Monday, March 14, 2011

Last Stand for Children Calls for an End to Rewarding More Experienced Education Reformers

You may have noticed that we have not been as active in this blog lately. I would like to apologize for that, but we have had a hard time promoting our reform group. The problem is innovative reformers such as ourselves are constantly finding ourselves cut out of the best paying and highest profile speaking gigs in favor of the usual suspects---Michelle Rhee, Joel Klein, Geoffrey Canada, Checker Finn, Stand for Children, GOOD, SMERSH, Students First, and DFER are well known and hence always have another speaking engagement or paycheck waiting.

The problem is groups like ours who are newer are more innovative. We aren't tied to the same failed policies of reform that haven't worked over the past 10 or 15 years. Don't get me wrong--we love these pioneering education reformers. Many of them stood behind Scott Walker and the Koch Brothers when it would have been politically expedient to turn their back on them.

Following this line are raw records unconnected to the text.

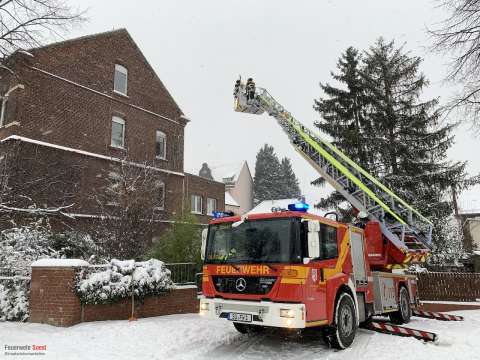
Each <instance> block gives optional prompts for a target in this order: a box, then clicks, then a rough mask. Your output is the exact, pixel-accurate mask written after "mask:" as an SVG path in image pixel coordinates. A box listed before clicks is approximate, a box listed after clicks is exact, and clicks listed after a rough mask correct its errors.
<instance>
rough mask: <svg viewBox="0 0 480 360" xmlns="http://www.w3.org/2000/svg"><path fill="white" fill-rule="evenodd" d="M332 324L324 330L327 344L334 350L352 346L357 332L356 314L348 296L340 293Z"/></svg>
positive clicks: (351, 301) (356, 316)
mask: <svg viewBox="0 0 480 360" xmlns="http://www.w3.org/2000/svg"><path fill="white" fill-rule="evenodd" d="M334 322H335V323H334V324H333V325H332V326H331V327H328V328H327V329H325V335H326V336H325V338H326V340H327V342H328V343H329V344H330V345H331V346H332V347H333V348H335V349H346V348H347V347H349V346H350V345H352V343H353V340H354V339H355V333H356V332H357V312H356V311H355V302H354V301H353V299H352V297H351V296H350V294H348V293H346V292H344V293H341V294H340V296H339V298H338V300H337V303H336V307H335V314H334Z"/></svg>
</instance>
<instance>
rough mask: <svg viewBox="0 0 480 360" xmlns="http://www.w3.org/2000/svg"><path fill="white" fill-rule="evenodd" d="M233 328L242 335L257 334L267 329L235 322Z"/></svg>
mask: <svg viewBox="0 0 480 360" xmlns="http://www.w3.org/2000/svg"><path fill="white" fill-rule="evenodd" d="M233 326H234V327H235V330H237V331H238V332H239V333H241V334H256V333H259V332H262V331H263V330H264V329H265V328H264V327H263V326H259V325H251V324H243V323H237V322H234V323H233Z"/></svg>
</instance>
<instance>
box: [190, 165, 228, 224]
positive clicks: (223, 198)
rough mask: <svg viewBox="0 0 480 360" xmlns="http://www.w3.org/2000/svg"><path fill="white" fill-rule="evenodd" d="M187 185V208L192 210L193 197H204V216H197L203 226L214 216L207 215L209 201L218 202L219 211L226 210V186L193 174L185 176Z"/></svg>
mask: <svg viewBox="0 0 480 360" xmlns="http://www.w3.org/2000/svg"><path fill="white" fill-rule="evenodd" d="M185 183H186V186H187V197H186V201H187V206H188V208H190V204H191V196H192V195H200V196H201V197H202V215H197V218H198V219H199V222H200V223H201V224H207V223H208V222H209V221H210V220H211V219H212V216H211V215H210V214H207V199H208V198H212V199H216V200H217V209H215V210H219V211H223V210H225V184H224V183H221V182H217V181H212V180H208V179H205V178H202V177H200V176H197V175H193V174H187V173H186V174H185Z"/></svg>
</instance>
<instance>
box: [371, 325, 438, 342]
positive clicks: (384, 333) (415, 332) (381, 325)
mask: <svg viewBox="0 0 480 360" xmlns="http://www.w3.org/2000/svg"><path fill="white" fill-rule="evenodd" d="M365 328H366V329H369V330H373V331H377V332H381V333H383V334H390V335H398V336H406V337H414V338H415V339H418V340H424V341H437V340H438V336H437V334H435V333H432V332H429V331H423V330H417V329H411V328H407V327H404V326H397V325H392V324H389V323H384V322H377V321H372V322H371V323H370V324H368V325H367V326H365Z"/></svg>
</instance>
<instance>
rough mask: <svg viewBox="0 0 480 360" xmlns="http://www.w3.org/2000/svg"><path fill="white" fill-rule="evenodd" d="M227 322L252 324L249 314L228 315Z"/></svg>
mask: <svg viewBox="0 0 480 360" xmlns="http://www.w3.org/2000/svg"><path fill="white" fill-rule="evenodd" d="M228 320H231V321H242V322H252V315H251V314H241V313H228Z"/></svg>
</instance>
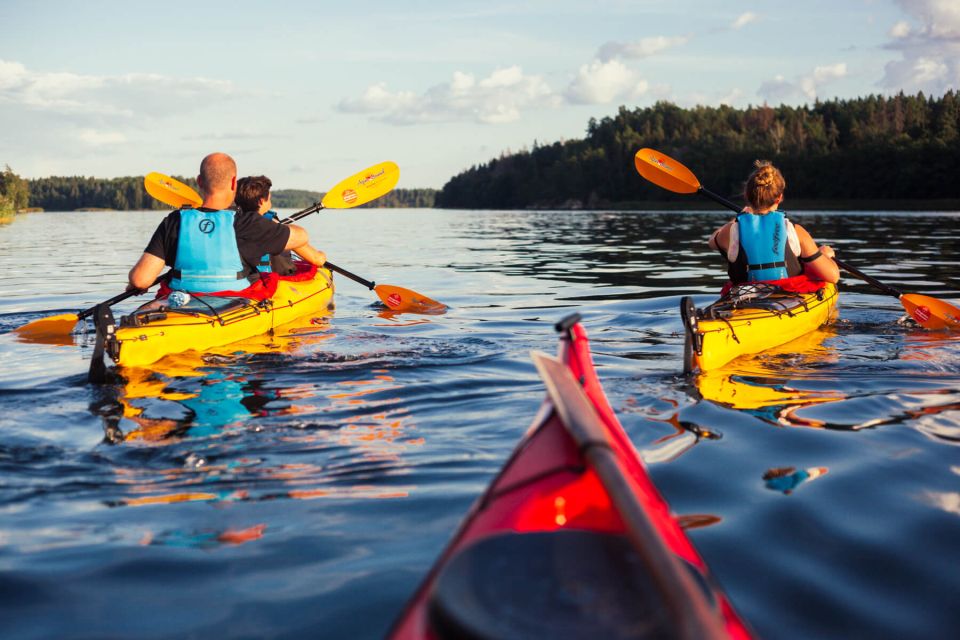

The problem is for education reform to work, every media person needs to have a dynamic and persuasive education reformer to discuss schools with. Instead, the older reform groups are the first ones to be called and only later do newer groups like ours get contacted. With the crisis in American schools we can no longer simply defer to Michelle Rhee's experience--we must reach out to younger reformers who have more enthusiasm and better ideas.

We must not continue to reward education reformers based on their experience, but instead on their ideas---are they groundbreaking or to they simply retread old history. Everybody knows that teachers are best during their first two years before they get burned out and stop doing work---the same is true of education reformers and it's time for those who lack the innovation and passion to stand aside and let real reform come through.


  1. the problem is I don't think the deformers (proper term imho) get the idea of being hoist by their own petards.

  2. A teacher would have to be idiotic to get a four year degree only to be considered productive for two years at a very minimal salary. You cannot be serious. And to downplay experience? That is ridiculous. In corporations, they don't choose the people with only two years experience for mgmt/leadership positions. Neither should national educational organizations. This is not the same as saying that they shouldn't pay close attention to emerging out-performers.

  3. Nobody should be allowed to continue working after 2-3 years. The degree may still not be paid off, but what matters is HIGH productivity and exceptionalism. May adults and society fall, only the best 2-3 years for all children.

  4. I don't know where you get your information, but as a public school teacher, I know for a fact that teachers are not best during their first 2 years. It takes approximately 3-5 years for a teacher to finally feel comfortable in his/her job.

    In any profession, more experience—not less—is better. Would you want to be operated on by a fresh from med school brain surgeon, or one with 10-20 years of experience? Same with education. Ask any seasoned educator, if they are a better teacher now than they were in their first 3-5 years. I bet you'll get the same answer every time: Yes.

  5. Is this supposed to be a joke? If it is, it's not funny. The last stand for children should be made with strong communities, with good schools who have well-respected teachers and principals, equity in funding and opportunities beyond basic, rote knowledge.Reformer? More like Decepticon.